In the earlier televised game—Montreal and Toronto—what last year was the Mastercard 3-star selection is now sponsored by Steelback beer, which host Ron MacLean suggested should make sidekick Don Cherry happy. Steelback, we recall, acquired naming rights to the new home of the Sault St. Marie Greyhounds, and so what used to be the Sault Memorial Gardens became the Steelback Centre, yet another hockey arena named to erase the ghosts of veterans in favour of the false god of commerce. (Here in Victoria, the new arena for the Salmon Kings was to be called Save-On Foods Arena until veterans and their families lobbied to restore the Memorial from the original Memorial Arena.) Later, the Steelback beer commercial comes on: gorgeous blonde shimmies her estimable cleavage up to the bar, asks for her beer in a can, and then a double-entendred flirt about size ensues with the bartender. The punchline: “size matters.” Beer, blondes, boobs and boytalk: if this is the new NHL, axe the shootout and sign me up for the old game. Saturday night shouldn’t be so confusing, or so adolescent.

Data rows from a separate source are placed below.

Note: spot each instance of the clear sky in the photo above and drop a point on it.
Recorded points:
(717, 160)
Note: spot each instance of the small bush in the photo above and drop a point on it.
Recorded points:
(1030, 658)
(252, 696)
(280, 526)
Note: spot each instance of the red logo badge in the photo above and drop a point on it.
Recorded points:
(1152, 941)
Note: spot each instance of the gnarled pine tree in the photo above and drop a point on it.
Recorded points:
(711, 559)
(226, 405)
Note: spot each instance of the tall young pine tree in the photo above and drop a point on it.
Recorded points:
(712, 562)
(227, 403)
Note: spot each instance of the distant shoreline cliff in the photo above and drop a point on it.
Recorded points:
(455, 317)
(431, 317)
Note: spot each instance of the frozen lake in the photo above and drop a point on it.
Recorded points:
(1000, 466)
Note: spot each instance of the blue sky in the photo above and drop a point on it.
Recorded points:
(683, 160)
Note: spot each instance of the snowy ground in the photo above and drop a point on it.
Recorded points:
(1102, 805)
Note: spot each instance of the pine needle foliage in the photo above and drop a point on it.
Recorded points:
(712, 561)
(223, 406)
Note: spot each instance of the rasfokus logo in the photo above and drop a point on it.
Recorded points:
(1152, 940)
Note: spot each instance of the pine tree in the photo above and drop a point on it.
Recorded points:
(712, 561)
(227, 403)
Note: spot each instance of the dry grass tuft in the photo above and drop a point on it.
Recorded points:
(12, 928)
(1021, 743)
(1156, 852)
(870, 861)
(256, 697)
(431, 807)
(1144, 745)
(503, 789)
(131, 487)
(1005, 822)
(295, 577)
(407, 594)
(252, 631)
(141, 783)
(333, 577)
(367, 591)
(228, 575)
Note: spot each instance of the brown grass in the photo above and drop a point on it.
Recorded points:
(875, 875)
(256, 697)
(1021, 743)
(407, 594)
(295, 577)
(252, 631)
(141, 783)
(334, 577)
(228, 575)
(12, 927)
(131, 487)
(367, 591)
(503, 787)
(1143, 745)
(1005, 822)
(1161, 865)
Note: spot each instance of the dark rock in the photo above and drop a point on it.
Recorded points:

It was an evening of mixed messages. I love the new instructional breaks. Former players get host MacLean on the ice to run drills with a bunch of hotshot kids and they learn a new skill. Smart, clear, fun: hockey. But then, later in the broadcast, MacLean and Colin Campbell (Senior VP and Director of Hockey Operations for the NHL) and retired winger Scott Mellanby, sit suited and handsome in their sleek leather club chairs, and they watch a pornographically large flat screen play and replay and play again and again—slower this time—young (and now ultra-suspended) Steve Downie’s headshot on veteran Dean McAmmond. We watch them watch. We have all seen this hit many times. And Mellanby’s expertise is welcome, but the three men look at the screen and so do we, and none of us is given the option to look away. Over and over, Downie leaves his feet, launches himself to attack another man’s head, and we are expected to watch.
Once—the night it happened—was enough. Why must we see it so often and so slow? Cherry tells the kids it was a dirty hit and wags his don’t-do-it finger at his implied audience. But any kid still awake and paying attention can see that if you do that kind of thing, the world makes it look big and important, watches and seems to enjoy watching.
We’re told that over the summer, the League sent teams instructional DVDs in order to qualify and quantify the criteria by which to judge a shot to the head not only illegal but punishable by suspension. Players were warned; it didn’t sink in for Downie. Instead of watching MacLean watch the hit last night, I’d like to hear those criteria and hear the pundits apply them to certain hits that have stained my imagination. Kyle MacLaren’s playoff clothesline of Richard Zednik a few years back. Should Chris Pronger’s elbow to the same concussed head of Dean McAmmond in last year’s playoff have gotten more than that measly one-game suspension? Would the outcomes of Steve Moore’s unpenalized hit to the head of the reaching and vulnerable Markus Naslund—the concussion, the bone chips vacuumed from his elbow, the missing wrist shot, Moore’s own broken neck—been different had the League made Moore sit for a few games?